When Santa Anna learned that Cameron was not among the men executed, he expressed disappointment and ordered him shot. It was on April 25, the day before the prisoners reached Mexico City, that

Cameron was executed. He had spent the night before chained with his fellow companions. Alf Thurman, who served with Cameron in General Green’s brigade, would later relate the story. He commented on Cameron’s great physical strength and noted that Cameron’s wrists were so large and powerful that he could have slipped of his handcuffs at will. Cameron related about his business dealings under the Mexican Colonization Laws and how he was entitled as an “Empresario” to a large tract of land.

Perhaps sensing that his days were short, Cameron, who was unmarried, requested of Thurman contact his relatives in Scotland to let them know his sacrifices were not in vain. As the hour approached for his execution, he knelt in deep prayer. Near the end of his time on earth Cameron said to Thurman “Alf, I could slip these handcuffs, snatch a gun from a guard when they take me out, and brain three or four before they could kill me, but it would make it hard with the rest of you, and I’ll just let them shoot me.” He then went to this death without a struggle. His companions all heard the gun shot and considered it an object lesson from their captors.

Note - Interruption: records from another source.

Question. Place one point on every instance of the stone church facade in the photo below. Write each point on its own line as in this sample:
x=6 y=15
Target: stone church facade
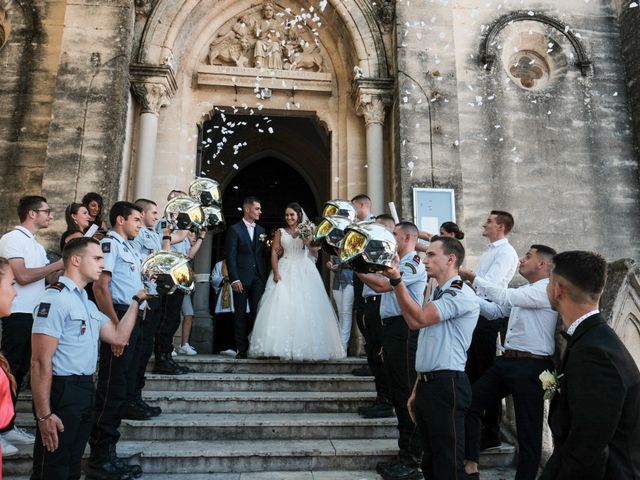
x=526 y=105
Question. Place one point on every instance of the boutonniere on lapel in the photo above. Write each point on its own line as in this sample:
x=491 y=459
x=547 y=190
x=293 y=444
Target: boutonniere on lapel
x=550 y=383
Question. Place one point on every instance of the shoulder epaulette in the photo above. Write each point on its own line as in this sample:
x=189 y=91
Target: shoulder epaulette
x=412 y=267
x=59 y=286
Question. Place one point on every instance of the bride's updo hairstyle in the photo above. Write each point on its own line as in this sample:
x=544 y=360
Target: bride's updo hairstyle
x=296 y=208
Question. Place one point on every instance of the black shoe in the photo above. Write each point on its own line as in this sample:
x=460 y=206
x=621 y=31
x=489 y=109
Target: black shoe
x=378 y=410
x=136 y=411
x=402 y=471
x=105 y=470
x=363 y=371
x=164 y=365
x=132 y=471
x=154 y=411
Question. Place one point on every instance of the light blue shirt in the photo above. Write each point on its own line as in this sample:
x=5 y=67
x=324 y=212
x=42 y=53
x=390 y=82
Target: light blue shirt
x=66 y=313
x=123 y=262
x=444 y=346
x=414 y=277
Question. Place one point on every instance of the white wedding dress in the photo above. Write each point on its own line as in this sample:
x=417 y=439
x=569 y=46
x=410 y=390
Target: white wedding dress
x=296 y=320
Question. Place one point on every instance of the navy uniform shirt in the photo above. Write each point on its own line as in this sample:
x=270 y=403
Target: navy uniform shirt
x=444 y=346
x=123 y=262
x=66 y=313
x=414 y=277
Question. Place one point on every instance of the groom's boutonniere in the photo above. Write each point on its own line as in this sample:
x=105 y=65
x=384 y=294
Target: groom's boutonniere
x=550 y=383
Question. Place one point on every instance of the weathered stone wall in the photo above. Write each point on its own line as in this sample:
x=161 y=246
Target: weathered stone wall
x=88 y=128
x=559 y=158
x=629 y=20
x=29 y=62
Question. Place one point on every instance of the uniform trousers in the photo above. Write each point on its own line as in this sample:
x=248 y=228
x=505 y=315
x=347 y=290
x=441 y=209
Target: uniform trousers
x=517 y=377
x=440 y=407
x=399 y=345
x=143 y=353
x=171 y=306
x=373 y=346
x=480 y=357
x=112 y=390
x=72 y=400
x=16 y=347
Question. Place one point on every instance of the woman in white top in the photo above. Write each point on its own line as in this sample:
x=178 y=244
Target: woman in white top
x=295 y=320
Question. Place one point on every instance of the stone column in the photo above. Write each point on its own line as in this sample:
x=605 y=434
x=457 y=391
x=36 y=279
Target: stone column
x=152 y=97
x=373 y=111
x=153 y=86
x=371 y=97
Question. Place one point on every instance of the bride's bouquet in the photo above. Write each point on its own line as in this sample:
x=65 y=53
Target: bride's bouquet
x=305 y=229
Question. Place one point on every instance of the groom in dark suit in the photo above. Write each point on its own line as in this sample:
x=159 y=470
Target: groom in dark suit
x=244 y=254
x=595 y=414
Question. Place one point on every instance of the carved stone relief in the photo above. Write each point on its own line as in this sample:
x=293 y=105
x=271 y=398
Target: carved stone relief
x=5 y=27
x=266 y=39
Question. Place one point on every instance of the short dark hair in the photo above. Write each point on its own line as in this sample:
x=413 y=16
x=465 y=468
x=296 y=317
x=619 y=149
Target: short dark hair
x=585 y=271
x=361 y=198
x=452 y=246
x=248 y=201
x=547 y=252
x=144 y=203
x=408 y=227
x=28 y=204
x=504 y=218
x=76 y=246
x=122 y=209
x=295 y=206
x=451 y=227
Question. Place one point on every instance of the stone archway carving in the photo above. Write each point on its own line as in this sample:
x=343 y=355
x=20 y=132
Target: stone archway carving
x=5 y=27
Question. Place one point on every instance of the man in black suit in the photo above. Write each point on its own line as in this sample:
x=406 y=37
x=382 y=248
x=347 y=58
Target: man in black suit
x=595 y=413
x=244 y=254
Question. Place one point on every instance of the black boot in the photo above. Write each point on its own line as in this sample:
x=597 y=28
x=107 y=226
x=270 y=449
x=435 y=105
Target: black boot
x=132 y=471
x=165 y=365
x=102 y=468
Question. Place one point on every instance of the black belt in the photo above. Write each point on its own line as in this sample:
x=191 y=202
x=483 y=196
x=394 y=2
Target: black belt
x=431 y=376
x=73 y=378
x=521 y=354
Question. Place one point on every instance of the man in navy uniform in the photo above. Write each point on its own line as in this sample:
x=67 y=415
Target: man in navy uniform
x=399 y=349
x=244 y=255
x=442 y=393
x=118 y=282
x=66 y=329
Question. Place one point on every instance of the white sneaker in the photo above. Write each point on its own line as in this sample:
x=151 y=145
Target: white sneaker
x=186 y=349
x=19 y=437
x=7 y=449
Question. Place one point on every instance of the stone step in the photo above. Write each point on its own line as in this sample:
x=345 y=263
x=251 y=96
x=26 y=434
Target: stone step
x=487 y=474
x=252 y=426
x=242 y=456
x=243 y=402
x=228 y=382
x=226 y=364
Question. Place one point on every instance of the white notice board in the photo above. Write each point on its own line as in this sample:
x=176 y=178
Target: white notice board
x=432 y=207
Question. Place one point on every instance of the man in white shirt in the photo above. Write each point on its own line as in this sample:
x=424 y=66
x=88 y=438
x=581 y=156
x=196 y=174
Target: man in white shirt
x=497 y=265
x=529 y=345
x=30 y=266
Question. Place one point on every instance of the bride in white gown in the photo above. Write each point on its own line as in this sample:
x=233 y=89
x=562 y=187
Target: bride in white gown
x=295 y=320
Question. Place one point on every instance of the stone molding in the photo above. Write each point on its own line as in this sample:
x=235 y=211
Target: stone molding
x=371 y=96
x=153 y=86
x=5 y=27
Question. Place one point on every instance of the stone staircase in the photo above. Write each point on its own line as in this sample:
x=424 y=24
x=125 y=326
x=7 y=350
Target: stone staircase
x=258 y=420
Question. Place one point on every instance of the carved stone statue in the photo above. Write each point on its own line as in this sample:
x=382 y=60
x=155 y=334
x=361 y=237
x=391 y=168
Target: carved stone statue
x=269 y=38
x=266 y=41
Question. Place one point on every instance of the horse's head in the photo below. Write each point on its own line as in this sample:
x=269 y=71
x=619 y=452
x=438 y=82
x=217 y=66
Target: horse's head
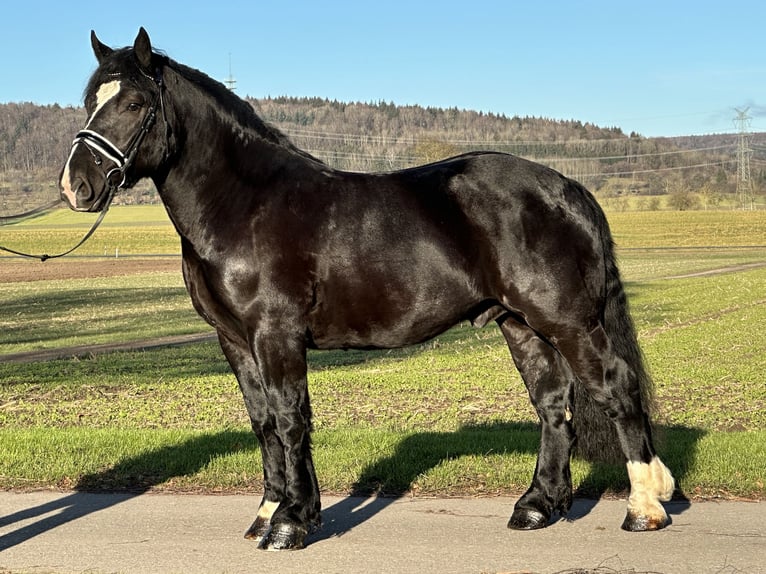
x=119 y=143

As Cameron County was the site of the first battle of the Mexican-American War, its leaders felt that it was appropriate to name the county in an earlier hero’s honor. A bronze tablet was placed on the 1882 courthouse. It read “Lest we forget, This Tribute to Captain Ewen Cameron, For Whom This County is named, is placed here. Born in the Highlands of Scotland in 1811, He was killed in Mexico on April 25, 1843, a soldier of the Republic of Texas. he died with his face to the Foe.”

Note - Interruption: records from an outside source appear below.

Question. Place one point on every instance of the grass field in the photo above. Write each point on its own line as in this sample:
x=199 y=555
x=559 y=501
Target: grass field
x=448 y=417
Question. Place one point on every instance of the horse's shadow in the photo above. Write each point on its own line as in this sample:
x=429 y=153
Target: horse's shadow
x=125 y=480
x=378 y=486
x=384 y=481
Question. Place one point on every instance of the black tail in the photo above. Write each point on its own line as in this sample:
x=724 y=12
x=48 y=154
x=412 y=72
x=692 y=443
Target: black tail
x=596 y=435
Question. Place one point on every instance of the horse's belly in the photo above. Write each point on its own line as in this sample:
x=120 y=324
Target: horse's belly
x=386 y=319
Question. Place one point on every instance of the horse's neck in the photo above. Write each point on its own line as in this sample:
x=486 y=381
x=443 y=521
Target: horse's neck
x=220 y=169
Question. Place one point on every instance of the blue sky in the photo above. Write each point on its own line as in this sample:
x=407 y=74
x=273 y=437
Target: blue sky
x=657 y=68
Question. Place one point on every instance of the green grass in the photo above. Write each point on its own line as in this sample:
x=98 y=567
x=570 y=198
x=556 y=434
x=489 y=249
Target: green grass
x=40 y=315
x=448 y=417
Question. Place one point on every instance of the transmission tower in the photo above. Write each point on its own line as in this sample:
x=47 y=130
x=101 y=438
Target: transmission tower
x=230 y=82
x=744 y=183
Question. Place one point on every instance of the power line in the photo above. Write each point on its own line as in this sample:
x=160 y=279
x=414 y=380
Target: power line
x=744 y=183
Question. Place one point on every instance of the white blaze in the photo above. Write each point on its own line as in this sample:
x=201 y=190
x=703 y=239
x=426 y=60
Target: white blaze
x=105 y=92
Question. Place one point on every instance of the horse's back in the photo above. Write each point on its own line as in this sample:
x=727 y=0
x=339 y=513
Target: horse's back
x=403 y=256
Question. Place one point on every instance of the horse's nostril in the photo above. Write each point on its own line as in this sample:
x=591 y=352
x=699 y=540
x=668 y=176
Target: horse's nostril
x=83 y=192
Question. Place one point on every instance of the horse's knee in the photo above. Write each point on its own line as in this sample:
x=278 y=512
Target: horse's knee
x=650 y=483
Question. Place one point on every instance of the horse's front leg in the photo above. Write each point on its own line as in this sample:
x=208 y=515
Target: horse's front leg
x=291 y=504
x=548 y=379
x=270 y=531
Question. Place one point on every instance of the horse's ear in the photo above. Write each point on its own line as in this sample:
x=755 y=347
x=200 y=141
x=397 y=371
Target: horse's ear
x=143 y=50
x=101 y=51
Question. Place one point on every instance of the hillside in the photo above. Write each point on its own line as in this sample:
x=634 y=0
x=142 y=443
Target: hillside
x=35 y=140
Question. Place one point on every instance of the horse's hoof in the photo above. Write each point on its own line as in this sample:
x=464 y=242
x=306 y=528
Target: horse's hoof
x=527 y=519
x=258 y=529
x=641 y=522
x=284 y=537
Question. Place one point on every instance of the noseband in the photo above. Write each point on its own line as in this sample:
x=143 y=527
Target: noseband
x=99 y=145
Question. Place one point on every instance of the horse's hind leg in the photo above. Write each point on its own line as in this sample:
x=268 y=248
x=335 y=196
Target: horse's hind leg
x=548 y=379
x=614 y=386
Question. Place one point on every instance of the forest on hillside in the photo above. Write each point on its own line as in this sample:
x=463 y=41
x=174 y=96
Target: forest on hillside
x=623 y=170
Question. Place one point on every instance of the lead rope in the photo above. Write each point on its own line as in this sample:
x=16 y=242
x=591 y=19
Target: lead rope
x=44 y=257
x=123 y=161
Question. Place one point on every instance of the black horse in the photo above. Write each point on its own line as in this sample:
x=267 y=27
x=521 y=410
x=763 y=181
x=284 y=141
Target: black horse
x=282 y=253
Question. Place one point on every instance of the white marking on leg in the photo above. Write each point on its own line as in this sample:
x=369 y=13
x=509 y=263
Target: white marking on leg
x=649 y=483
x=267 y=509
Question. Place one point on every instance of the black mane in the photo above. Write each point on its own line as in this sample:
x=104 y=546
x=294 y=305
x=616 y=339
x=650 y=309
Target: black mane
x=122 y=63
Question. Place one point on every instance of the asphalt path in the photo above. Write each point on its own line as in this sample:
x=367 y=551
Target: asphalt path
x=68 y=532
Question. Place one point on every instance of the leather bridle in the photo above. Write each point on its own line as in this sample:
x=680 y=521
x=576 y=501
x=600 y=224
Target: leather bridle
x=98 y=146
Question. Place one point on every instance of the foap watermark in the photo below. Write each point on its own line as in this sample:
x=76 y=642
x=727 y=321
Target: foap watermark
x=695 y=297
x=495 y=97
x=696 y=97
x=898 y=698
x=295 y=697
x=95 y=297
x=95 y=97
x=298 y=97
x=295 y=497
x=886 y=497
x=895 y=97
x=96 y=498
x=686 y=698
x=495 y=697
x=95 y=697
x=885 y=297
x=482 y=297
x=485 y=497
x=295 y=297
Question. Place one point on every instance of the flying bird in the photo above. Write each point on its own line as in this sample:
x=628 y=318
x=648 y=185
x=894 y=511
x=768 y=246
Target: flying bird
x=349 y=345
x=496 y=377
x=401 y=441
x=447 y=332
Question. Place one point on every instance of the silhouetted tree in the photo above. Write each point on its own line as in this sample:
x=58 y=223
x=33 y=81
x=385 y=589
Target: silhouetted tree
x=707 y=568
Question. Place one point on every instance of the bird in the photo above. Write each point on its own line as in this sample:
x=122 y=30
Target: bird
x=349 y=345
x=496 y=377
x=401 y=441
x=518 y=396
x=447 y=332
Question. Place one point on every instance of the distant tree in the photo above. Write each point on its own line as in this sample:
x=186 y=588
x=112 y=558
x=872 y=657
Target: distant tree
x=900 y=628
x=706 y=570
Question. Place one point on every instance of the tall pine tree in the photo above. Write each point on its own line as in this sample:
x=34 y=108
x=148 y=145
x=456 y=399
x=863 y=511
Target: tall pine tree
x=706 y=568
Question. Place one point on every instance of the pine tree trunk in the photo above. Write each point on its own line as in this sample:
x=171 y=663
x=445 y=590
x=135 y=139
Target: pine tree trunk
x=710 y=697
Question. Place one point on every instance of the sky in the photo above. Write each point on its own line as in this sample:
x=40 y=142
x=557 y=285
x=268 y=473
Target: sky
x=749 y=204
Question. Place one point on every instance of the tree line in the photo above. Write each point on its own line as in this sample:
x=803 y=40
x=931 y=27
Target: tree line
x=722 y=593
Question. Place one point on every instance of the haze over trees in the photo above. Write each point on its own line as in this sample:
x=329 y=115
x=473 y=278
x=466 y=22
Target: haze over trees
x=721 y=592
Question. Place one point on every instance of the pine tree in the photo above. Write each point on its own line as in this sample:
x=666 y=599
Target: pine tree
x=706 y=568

The surviving prisoners were marched to Mexico City. At first they were put to road work and later imprisoned in the Perote Prison in the state of Veracruz. Some of them escaped while others died there of wounds, disease, and starvation. Most remained prisoners until they were released, by order of Santa Anna, on September 16, 1844. In 1847 one of the survivors, Captain John E. Dusenbury, initiated and led a group to exhume his comrades’ bodies at El Rancho Salado.

Together with remains of those who were involved in the Dawson Massacre they were reburied, in 1848, in a sandstone vault south of La Grange, Texas. This is now a state park, Monument Hill and Kreische Brewery State Historic Site.